Non capita mai che alla fine di una conferenza stampa, i giornalisti si alzino in piedi per applaudire un leader politico. Con Obama è successo giovedì sera a Londra al termine del G20 e a tributargli l'ovazione sono stati i cronisti stranieri, non quelli americani. Non capita mai che un presidente, all'estero, venga accolto da folle in delirio. O meglio: succedeva a Gorbaciov ai tempi della perestroika. Ieri in Germania Obama ha parlato a un'assemblea di cittadini adoranti e i sondaggi rivelano che, se si candidasse alle elezioni politiche di fine settembre, batterebbe agevolmente Angela Merkel. Come Gorbaciov ha sposato una donna dal carattere forte, carismatico e capace di rompere gli schemi. Raissa è stata la prima vera first lady della storia russa, Michelle colei che ha osato toccare in pubblico la Regina Elisabetta.
Quando, domani, il presidente americano lascerà Istanbul per rientrare a Washington, non c'è dubbio che il suo bilancio personale sarà straordinariamente positivo.

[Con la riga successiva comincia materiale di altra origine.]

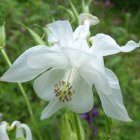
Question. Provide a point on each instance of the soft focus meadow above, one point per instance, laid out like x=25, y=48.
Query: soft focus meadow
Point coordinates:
x=120, y=19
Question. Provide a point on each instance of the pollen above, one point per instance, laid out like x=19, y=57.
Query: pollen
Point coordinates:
x=63, y=91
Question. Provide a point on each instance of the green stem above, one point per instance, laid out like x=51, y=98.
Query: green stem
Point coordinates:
x=108, y=127
x=77, y=126
x=25, y=97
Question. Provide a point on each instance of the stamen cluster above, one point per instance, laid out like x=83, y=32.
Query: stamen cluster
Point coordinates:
x=63, y=91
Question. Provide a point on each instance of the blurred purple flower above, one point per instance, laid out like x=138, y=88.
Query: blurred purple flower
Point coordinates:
x=94, y=112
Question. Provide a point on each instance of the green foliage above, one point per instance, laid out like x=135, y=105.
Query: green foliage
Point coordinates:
x=121, y=25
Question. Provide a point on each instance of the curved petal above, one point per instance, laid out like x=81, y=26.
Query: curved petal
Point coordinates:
x=44, y=85
x=93, y=20
x=21, y=71
x=113, y=104
x=78, y=58
x=104, y=45
x=3, y=132
x=51, y=108
x=94, y=73
x=62, y=32
x=80, y=38
x=82, y=99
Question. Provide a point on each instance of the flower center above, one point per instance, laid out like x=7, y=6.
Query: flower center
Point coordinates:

Ben venga la svolta: la sua straripante popolarità dimostra che gli Usa, quando usano i toni giusti, possono essere ancora amati nel mondo.
L'analogia con Gorbaciov, però, rischia di essere anche politica, sebbene non altrettanto drammatica nell'esito finale. L'esperienza del profeta della glasnost si concluse con il crollo dell'Urss, quella del primo presidente afroamericano difficilmente terminerà con l'implosione degli Stati Uniti. Ma proprio questo primo viaggio ha svelato al mondo un'altra America, meno sicura di sé, improvvisamente umile, a tratti quasi implorante. Quella di un tempo era abituata a imporre i compromessi, quella di oggi dà l'impressione di subirli. Il G20 è stato salutato come un grande successo, ma Washington non ha ottenuto l'impegno di tutti i Paesi a varare una maxi-manovra di stimolo. E al vertice della Nato è molto improbabile che strappi un impegno ampio e coordinato da parte degli alleati per l'invio di nuove truppe in Afghanistan. Eppure queste erano considerate priorità irrinunciabili dall'Amministrazione, che nelle scorse settimane ha esercitato pressioni fortissime per piegare le resistenze degli europei. Inutilmente: per la prima volta il Vecchio Continente può dire no, senza temere lacerazioni e tanto meno ritorsioni. La Ue è diventata improvvisamente forte? No, è quella di sempre caotica, litigiosa, multicefala. Semmai è l'America a essere divenuta debole. Obama ha avuto l'onestà intellettuale di ammetterlo: «Siamo stati noi a provocare la crisi finanziaria», da cui, però, gli Stati Uniti non possono uscire da soli.
Gli Usa hanno bisogno degli altri; del sostegno della Banca centrale europea per stabilizzare il sistema finanziario; dei risparmi dei cinesi e dei fondi degli sceicchi arabi per acquistare i Buoni del Tesoro; della crescita globale per riconvertire un'economia pericolosamente indebitata e incentrata sui consumi.
E allora Obama è costretto ad assumere un registro inconsueto per un capo della Casa Bianca: quello del mediatore, dell'amico bonario, del leader che parla poco e ascolta molto. È stato lui a risolvere in extremis la lite tra Sarkozy e il presidente Hu Jintao sui paradisi fiscali, che ha rischiato di far fallire il vertice londinese. Con pazienza e dedizione ha fatto la spola tra i due leader, trovando il compromesso che scongiura l'iscrizione di Macao e Hong Kong nella lista nera.

È stato lui ad ammettere che il suo Paese ha sbagliato nel gestire alcune crisi del mondo. La sua è un'America che tende la mano e riscopre il consenso. È sempre una potenza, ma forse non più super.